Mobilité et surveillance : intégration de dispositifs de géolocalisation dans les médias socionumériques

Cette recherche s’inscrit dans le contexte de la prolifération de médias socionumériques (ex : Facebook, Twitter, Foursquare) qui se présentent comme des outils techniques producteurs de liens sociaux (réseautage, partage, etc.) selon une double dynamique. La première repose sur l’auto-expression/production de soi – se rendre visible – et la seconde, sur la création de profils de consommateurs sur la base des données accumulées – regarder (Mondoux 2009, 2011, 2012). Plusieurs travaux (Andrejevic, 2005; Marx, 2002) ont montré que ces rapports sociaux induisent ainsi une banalisation de la surveillance puisque cette dernière est intégrée à même les liens sociaux et la marchandisation de l’information. Parallèlement, nous assistons à l’intégration des médias socionumériques dans les outils de mobilité comme les téléphones intelligents et les tablettes numériques qui de plus en plus intègrent des applications de géolocalisation (GPS). Cette intégration soulève plusieurs interrogations. Dans quelle mesure l’apport des technologies de géolocalisation au sein de médias dits « sociaux » participe-t-elle à une dynamique de surveillance, via les fonctions de traçabilité et d’« adressabilité » des usagers en temps réel, c’est-à-dire en les rendant repérables dans l’espace et dans le temps ? Cette intégration relève-t-elle d’une forme de banalisation puisque s’inscrivant dans des dynamiques sociales de définition du « réel » (rapport à l’espace et au temps) ? Enfin, le phénomène ainsi abordé dans son ensemble permet d’interroger la nature de ces nouveaux liens sociaux explicitement médiatisés au moyen de la technique.

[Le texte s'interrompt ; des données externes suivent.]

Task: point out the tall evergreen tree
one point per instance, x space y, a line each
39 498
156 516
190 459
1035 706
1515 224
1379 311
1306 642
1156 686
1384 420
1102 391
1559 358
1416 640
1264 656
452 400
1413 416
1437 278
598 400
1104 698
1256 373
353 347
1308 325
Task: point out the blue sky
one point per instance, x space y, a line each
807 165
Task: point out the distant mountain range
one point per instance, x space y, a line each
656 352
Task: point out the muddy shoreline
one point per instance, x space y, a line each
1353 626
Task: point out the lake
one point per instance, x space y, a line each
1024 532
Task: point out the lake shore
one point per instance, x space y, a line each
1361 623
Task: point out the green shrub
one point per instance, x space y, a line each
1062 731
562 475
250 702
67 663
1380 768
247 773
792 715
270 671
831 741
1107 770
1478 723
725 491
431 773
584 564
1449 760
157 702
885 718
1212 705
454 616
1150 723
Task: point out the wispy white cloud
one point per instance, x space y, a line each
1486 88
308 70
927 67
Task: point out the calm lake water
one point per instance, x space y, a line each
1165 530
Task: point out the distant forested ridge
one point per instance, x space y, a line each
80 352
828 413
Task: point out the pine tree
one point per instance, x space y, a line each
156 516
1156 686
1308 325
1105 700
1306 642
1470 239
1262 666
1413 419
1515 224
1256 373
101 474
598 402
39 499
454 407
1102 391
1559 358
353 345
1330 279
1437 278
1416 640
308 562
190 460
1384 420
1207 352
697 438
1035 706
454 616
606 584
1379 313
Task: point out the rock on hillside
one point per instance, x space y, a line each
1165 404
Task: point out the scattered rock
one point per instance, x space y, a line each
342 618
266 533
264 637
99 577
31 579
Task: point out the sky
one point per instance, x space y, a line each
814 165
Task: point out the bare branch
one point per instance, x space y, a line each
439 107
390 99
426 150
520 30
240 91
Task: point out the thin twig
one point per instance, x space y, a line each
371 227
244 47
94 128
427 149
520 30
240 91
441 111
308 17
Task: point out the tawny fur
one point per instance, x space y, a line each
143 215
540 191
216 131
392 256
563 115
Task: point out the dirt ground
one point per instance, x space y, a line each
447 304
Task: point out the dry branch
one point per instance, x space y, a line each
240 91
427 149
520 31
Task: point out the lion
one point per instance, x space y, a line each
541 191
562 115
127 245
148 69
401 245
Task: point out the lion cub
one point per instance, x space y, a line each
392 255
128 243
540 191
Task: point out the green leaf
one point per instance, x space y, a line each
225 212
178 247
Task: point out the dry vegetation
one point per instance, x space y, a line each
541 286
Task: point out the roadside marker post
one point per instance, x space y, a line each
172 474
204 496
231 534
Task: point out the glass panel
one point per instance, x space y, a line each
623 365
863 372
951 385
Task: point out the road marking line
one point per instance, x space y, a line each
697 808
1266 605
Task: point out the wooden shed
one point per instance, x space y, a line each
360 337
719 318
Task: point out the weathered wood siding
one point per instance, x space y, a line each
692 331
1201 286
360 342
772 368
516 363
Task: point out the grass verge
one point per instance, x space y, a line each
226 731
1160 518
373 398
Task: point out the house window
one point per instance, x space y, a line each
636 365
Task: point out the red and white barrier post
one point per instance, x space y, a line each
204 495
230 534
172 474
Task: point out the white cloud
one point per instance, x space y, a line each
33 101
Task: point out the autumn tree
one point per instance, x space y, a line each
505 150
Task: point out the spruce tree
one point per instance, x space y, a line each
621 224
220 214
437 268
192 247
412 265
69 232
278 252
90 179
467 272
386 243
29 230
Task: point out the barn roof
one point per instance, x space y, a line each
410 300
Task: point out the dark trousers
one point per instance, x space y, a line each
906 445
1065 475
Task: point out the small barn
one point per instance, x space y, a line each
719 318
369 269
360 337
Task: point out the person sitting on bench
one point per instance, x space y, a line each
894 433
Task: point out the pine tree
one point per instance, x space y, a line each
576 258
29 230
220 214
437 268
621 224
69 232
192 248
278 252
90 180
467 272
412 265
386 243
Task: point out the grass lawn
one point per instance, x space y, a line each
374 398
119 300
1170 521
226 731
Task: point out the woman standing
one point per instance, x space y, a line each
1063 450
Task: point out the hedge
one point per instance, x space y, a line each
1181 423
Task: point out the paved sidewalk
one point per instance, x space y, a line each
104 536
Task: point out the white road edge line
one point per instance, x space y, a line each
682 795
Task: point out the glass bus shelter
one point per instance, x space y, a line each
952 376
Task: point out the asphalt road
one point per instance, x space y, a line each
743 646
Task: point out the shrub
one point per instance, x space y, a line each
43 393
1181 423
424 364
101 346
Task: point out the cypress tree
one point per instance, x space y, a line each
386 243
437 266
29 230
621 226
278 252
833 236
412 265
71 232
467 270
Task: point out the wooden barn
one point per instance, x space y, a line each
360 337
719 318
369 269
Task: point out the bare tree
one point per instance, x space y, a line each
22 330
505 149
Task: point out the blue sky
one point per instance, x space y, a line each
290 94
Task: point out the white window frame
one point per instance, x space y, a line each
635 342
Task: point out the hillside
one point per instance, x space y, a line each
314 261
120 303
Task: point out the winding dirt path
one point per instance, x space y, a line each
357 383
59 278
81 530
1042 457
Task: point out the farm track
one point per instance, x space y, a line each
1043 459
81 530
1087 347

La question de l’intégration de dispositifs (Agamben, 2007) de géolocalisation dans les médias socionumériques est d’ailleurs à l’origine d’un nouveau champ d’études qui se nomme la géographie médiatique1 (media geography). La géographie médiatique analyse la manière dont l’utilisation des médias localisés (locative media) modifie les représentations de l’espace à partir d’approches reposant pour la plupart sur les usages individuels : les usages (Crawford et Goggin, 2009; Lindqvist et al., 2011;), l’impact des innovations technologiques sur les usages (Farman, 2011) et la vie quotidienne (Gordon et Sosuza 2011). Peu de recherches dans le domaine de la géographie médiatique portent sur la manière dont ces médias s’inscrivent dans des rapports sociaux globaux. Plus particulièrement, très peu de recherches s’attardent au rôle des médias socionumériques dans la construction sociale des représentations de l’espace et du temps.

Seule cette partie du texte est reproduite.